Friday, June 13, 2008

It Begins

Summer of Code 2008 officially kicked off on May 26. Within two days, I had about 1500 lines of C written for the result/value split needed for service clients to have a clean API. I started out by writing a patch that was just enough to split xmmsc_result_t into xmmsc_result_t and xmmsc_result_value_t. Then I got the suggestion to create common implementations of all the types used by XMMS2's IPC and encapsulate them in an xmmsc_value_t. That accounted for about 1400 of the 1500 lines of code. :)

As it turned out, all that work wasn't necessary and only the original patch was needed.
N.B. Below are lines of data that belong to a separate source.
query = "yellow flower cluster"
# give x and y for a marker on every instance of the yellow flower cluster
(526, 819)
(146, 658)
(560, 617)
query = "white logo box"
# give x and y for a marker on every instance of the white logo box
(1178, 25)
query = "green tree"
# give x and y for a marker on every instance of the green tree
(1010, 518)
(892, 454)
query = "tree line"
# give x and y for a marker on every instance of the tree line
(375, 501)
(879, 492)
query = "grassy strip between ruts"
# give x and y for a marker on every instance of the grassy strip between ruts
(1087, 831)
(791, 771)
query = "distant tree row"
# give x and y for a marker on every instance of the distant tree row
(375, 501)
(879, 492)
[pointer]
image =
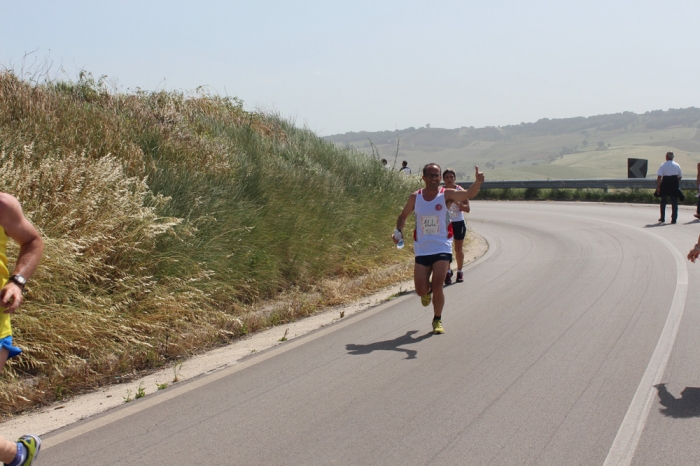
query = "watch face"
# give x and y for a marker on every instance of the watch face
(20, 280)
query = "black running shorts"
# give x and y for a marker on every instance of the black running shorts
(428, 261)
(459, 229)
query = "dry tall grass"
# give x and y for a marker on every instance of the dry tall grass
(168, 219)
Fellow XMMS2ers theefer (Sébastien Cevey) and nesciens (Erik Massop) took over from where the patch left off, completely separating the two structures and even converting the CLI code to use the new value_t. So now, service clients will be able to pass arguments and return values around conveniently as xmmsc_value_ts.

Now the big question in my mind is how do I merge this beast? Somehow, I need to get service client code on top of the result/value split code. Do I simply rebase the code and resolve every conflict I can see as I go? Do I squash the service client code down to a few commits? What about authorship in both cases? One thing is certain; it's going to be very hard to visualize everything that needs changing to use the new value_t. But I guess this is just another lesson in how developers do things in the real world and why small, incremental commits are so useful in preventing this situation.

So I suppose there is really only one option: to rebase and pray that it's not impossible to fix. But that's the biggest obstacle in the way of getting service clients into the next release. Anything for the t-shirt!